Due to political disagreements with the regime of President Antanas Smetona, Vaineikis was forced to leave Palanga for Alsėdžiai. After his return to Palanga, he became the city's official physician. Vaineikis and his wife were elected to the first city council in December 1932. Vaineikis was selected as a deputy of mayor Jonas Šliūpas, but was not officially confirmed (ostensibly due his "old" age of 64).

For his contributions to the Lithuanian National Revival, Vaineikis was awarded the Order of the Lithuanian Grand Duke Gediminas (3rd degree) in 1928 and given a state pension of 380 litas.

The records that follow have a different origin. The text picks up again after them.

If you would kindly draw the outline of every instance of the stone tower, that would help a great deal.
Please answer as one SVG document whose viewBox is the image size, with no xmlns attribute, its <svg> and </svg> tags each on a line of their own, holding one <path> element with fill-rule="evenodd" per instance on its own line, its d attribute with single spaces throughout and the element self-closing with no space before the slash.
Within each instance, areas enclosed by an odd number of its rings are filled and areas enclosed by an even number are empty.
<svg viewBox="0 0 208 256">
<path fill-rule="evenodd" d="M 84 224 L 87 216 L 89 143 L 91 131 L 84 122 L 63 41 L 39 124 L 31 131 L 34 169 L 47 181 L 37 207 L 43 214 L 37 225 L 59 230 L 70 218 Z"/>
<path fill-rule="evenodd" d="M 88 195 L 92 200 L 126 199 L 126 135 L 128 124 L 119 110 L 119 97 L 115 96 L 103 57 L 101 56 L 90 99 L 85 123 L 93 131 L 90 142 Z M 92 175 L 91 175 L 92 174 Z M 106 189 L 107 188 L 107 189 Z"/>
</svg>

Vaineikis died from a heart ailment on 17 January 1938 at the Jonas Basanavičius Military Hospital in Kaunas. He was cremated and, with the help of General Vladas Nagevičius, the urn with his ashes was added to a wall in the Vytautas the Great War Museum. It was removed during World War II and is now kept at the Anatomy Museum of the Lithuanian University of Health Sciences.

==Legacy==
Vaineikis house in Palanga was demolished in 1973. At this location, a bust of Vaineikis by architect Rūsna Vaineikytė (Vaineikis' granddaughter) and sculptor Jonas Jagėla was erected in 1989.

==Personal life==
In 1900, Vaneikis married Stasė Vaineikienė Paulauskaitė (1884–1946) who was half his age. She became a strong supporter of his activities and helped smuggle the illegal publications. They had three children, including Liuda Vaineikytė (1908–1997) who was an active member of the Lithuanian Communist Party and merited artists of the Lithuanian SSR (1958).